You had the right start. We want to show that for any $\epsilon>0$, there exists an integer $N$ such that $\left|\frac{n}{n^2+1}-0\right| <\epsilon$ whenever $n>N$. Or alternately, we want to show that there is an $M$, not necessarily an integer, such that $\left|\frac{n}{n^2+1}-0\right| <\epsilon$ whenever $n>M$.
We solve the problem by producing a suitable $N$ (alternately, $M$).
So let $\epsilon>0$ be given. Note that if $n>0$ then
$\left|\frac{n}{n^2+1}-0\right|=\frac{n}{n^2+1}<\frac{n}{n^2}=\frac{1}{n}.$
So if we choose $n$ positive, it is enough to make sure that $\frac{1}{n}<\epsilon$. This inequality is easy to solve for $n$.
The inequality can be rewritten as $n >\frac{1}{\epsilon}$. It will hold if $n > \lceil \frac{1}{\epsilon}\rceil$. So we can choose, for example, $N=\lceil\frac{1}{\epsilon}\rceil$. Here by $\lceil x \rceil$ we mean the smallest integer which is $\ge x$.
Alternately and more simply, if $M=\frac{1}{\epsilon}$, then the desired inequality holds whenever $n>M$.
We have shown that given $\epsilon>0$, if we choose $N=\lceil\frac{1}{\epsilon}\rceil$, then $\left|\frac{n}{n^2+1}-0\right|<\epsilon$ whenever $n>N$. By definition we therefore have $\lim_{n\to \infty}\frac{n}{n^2+1} =0.$
Comment: There is no need to solve the inequality $\frac{n}{n^2+1}<\epsilon\:$ exactly.

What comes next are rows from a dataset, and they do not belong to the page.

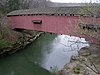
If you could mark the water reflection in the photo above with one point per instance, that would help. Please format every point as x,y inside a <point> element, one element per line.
<point>60,51</point>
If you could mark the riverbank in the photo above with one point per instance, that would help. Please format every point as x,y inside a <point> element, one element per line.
<point>24,38</point>
<point>86,63</point>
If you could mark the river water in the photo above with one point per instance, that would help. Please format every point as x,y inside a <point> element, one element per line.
<point>49,52</point>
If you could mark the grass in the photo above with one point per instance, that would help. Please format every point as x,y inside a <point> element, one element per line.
<point>77,69</point>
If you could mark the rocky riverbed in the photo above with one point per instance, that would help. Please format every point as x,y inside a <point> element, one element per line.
<point>26,38</point>
<point>86,63</point>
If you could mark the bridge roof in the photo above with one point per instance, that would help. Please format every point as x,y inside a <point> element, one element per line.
<point>51,10</point>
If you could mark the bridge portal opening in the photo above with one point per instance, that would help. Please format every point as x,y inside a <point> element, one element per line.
<point>37,21</point>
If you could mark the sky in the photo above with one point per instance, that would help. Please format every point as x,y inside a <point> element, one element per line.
<point>75,1</point>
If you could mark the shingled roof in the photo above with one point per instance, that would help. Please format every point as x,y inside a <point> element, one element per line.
<point>51,10</point>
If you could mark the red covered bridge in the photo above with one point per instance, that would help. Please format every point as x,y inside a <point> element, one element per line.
<point>63,20</point>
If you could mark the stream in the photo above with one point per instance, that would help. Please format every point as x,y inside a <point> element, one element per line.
<point>49,52</point>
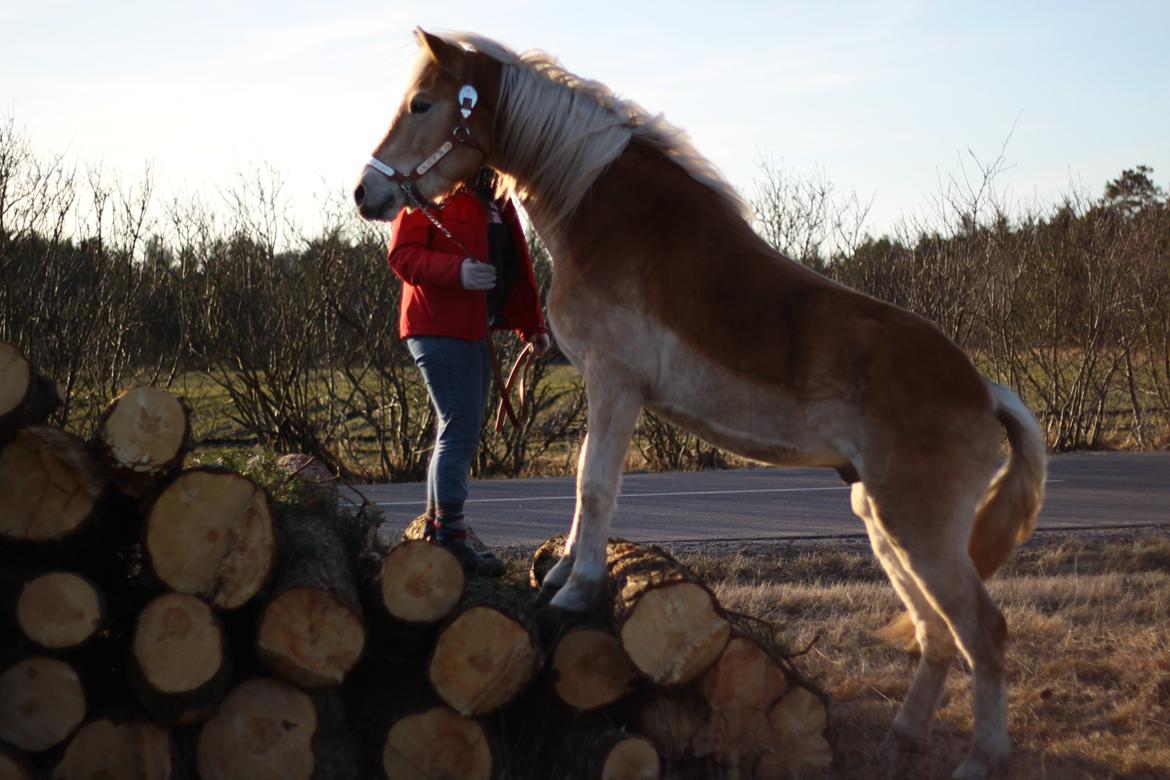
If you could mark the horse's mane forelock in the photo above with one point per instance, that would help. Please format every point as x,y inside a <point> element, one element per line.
<point>563,130</point>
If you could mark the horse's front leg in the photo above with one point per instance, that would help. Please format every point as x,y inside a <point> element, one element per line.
<point>612,413</point>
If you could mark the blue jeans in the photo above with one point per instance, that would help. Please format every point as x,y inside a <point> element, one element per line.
<point>458,375</point>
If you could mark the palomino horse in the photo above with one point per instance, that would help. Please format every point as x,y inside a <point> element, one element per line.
<point>665,298</point>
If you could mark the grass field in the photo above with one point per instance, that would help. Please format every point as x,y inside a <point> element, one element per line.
<point>1088,655</point>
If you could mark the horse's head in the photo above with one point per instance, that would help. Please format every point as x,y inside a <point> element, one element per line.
<point>440,136</point>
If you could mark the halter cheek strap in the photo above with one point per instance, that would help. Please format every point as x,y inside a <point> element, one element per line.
<point>461,133</point>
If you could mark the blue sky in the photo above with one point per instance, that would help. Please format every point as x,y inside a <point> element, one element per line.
<point>881,97</point>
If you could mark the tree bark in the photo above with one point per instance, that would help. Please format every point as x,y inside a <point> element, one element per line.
<point>488,651</point>
<point>49,485</point>
<point>181,668</point>
<point>119,751</point>
<point>311,629</point>
<point>26,398</point>
<point>41,703</point>
<point>143,436</point>
<point>211,533</point>
<point>60,609</point>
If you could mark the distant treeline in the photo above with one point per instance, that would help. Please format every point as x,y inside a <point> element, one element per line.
<point>296,347</point>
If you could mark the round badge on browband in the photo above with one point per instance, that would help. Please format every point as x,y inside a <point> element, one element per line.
<point>467,99</point>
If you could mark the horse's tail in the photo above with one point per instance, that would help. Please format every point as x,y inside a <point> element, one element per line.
<point>1007,513</point>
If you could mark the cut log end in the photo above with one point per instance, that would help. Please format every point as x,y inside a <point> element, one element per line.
<point>211,533</point>
<point>263,731</point>
<point>438,743</point>
<point>421,582</point>
<point>178,643</point>
<point>482,660</point>
<point>591,669</point>
<point>41,703</point>
<point>49,484</point>
<point>674,632</point>
<point>632,758</point>
<point>59,609</point>
<point>741,688</point>
<point>145,430</point>
<point>15,375</point>
<point>796,738</point>
<point>117,751</point>
<point>14,767</point>
<point>310,637</point>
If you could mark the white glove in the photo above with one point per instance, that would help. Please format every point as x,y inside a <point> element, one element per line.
<point>476,276</point>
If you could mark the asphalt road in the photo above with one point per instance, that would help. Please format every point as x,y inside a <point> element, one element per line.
<point>1085,491</point>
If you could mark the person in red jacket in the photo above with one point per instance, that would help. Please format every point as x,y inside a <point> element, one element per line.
<point>449,302</point>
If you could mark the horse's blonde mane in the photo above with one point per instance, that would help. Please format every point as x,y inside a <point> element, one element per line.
<point>557,131</point>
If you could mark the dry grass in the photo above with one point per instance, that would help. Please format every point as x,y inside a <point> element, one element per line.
<point>1088,661</point>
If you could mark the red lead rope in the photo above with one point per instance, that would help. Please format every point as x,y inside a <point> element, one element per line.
<point>524,360</point>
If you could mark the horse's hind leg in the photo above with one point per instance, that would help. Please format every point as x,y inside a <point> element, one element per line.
<point>934,637</point>
<point>930,542</point>
<point>613,411</point>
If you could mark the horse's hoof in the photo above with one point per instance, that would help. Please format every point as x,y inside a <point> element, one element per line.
<point>575,596</point>
<point>557,575</point>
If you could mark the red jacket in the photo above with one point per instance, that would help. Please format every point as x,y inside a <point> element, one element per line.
<point>434,302</point>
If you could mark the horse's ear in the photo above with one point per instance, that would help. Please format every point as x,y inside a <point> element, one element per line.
<point>447,55</point>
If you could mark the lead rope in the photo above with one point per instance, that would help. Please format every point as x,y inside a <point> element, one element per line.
<point>527,357</point>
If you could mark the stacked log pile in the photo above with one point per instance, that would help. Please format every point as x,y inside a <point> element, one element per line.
<point>163,619</point>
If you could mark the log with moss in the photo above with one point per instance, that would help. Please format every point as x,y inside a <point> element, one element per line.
<point>26,398</point>
<point>669,623</point>
<point>60,609</point>
<point>590,669</point>
<point>311,629</point>
<point>143,436</point>
<point>111,750</point>
<point>180,661</point>
<point>41,703</point>
<point>50,485</point>
<point>211,532</point>
<point>269,730</point>
<point>488,651</point>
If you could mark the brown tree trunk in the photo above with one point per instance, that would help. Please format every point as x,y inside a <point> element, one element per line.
<point>263,731</point>
<point>119,751</point>
<point>60,609</point>
<point>211,533</point>
<point>180,658</point>
<point>14,766</point>
<point>311,629</point>
<point>143,436</point>
<point>590,669</point>
<point>26,398</point>
<point>419,582</point>
<point>488,651</point>
<point>49,485</point>
<point>740,690</point>
<point>796,737</point>
<point>669,622</point>
<point>41,703</point>
<point>436,743</point>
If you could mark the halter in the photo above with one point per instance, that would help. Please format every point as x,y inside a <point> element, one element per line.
<point>460,135</point>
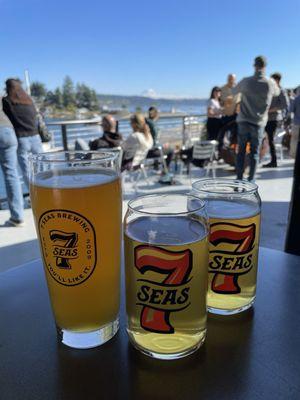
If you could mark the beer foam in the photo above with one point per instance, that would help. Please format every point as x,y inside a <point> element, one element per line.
<point>166,230</point>
<point>74,178</point>
<point>232,209</point>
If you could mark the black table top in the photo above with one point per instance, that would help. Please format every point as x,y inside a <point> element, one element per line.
<point>254,355</point>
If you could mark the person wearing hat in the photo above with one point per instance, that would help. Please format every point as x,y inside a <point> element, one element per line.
<point>257,92</point>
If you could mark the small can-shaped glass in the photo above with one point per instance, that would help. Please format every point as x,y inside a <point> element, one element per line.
<point>234,214</point>
<point>166,258</point>
<point>76,201</point>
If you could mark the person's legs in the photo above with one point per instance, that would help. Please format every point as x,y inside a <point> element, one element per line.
<point>294,140</point>
<point>9,166</point>
<point>242,138</point>
<point>24,148</point>
<point>270,129</point>
<point>36,144</point>
<point>256,135</point>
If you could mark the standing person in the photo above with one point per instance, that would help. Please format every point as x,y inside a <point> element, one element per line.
<point>230,103</point>
<point>138,143</point>
<point>277,111</point>
<point>9,166</point>
<point>295,110</point>
<point>257,92</point>
<point>19,108</point>
<point>151,121</point>
<point>214,114</point>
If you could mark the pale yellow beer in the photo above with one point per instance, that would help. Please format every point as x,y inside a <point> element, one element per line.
<point>233,249</point>
<point>78,219</point>
<point>166,284</point>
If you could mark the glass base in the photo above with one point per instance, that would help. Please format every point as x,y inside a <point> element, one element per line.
<point>168,356</point>
<point>222,311</point>
<point>88,340</point>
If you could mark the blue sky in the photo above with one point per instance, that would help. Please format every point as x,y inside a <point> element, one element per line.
<point>180,48</point>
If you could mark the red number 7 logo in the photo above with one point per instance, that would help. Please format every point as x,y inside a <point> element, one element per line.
<point>177,265</point>
<point>243,238</point>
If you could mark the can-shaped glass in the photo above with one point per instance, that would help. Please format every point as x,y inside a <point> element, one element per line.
<point>234,209</point>
<point>166,259</point>
<point>76,201</point>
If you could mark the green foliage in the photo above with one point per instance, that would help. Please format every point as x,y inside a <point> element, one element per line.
<point>67,97</point>
<point>38,90</point>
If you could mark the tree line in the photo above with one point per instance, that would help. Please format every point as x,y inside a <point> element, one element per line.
<point>67,97</point>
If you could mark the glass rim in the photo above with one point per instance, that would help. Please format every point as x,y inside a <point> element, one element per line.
<point>249,187</point>
<point>181,195</point>
<point>53,156</point>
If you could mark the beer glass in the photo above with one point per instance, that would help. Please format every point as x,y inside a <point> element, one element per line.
<point>234,213</point>
<point>76,202</point>
<point>166,257</point>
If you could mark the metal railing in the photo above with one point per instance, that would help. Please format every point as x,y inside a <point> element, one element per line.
<point>168,124</point>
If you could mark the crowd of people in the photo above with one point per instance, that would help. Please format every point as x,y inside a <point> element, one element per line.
<point>245,112</point>
<point>249,109</point>
<point>19,136</point>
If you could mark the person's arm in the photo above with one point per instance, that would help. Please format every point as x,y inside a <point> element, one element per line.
<point>239,87</point>
<point>7,110</point>
<point>211,113</point>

We are not being asked to find the cheapest $N$ such that if $n >N$, then the inequality holds. All we are asked to do is to show that there is such an $N$. It can be very helpful, in this case and elsewhere, to replace our expression $\frac{n}{n^2+1}$ by something which is guaranteed to be larger (but still approaches $0$), and is substantially simpler. In the solution we replaced $\frac{n}{n^2+1}$ by $\frac{1}{n}$. This saved us from the slightly painful task of solving a quadratic inequality.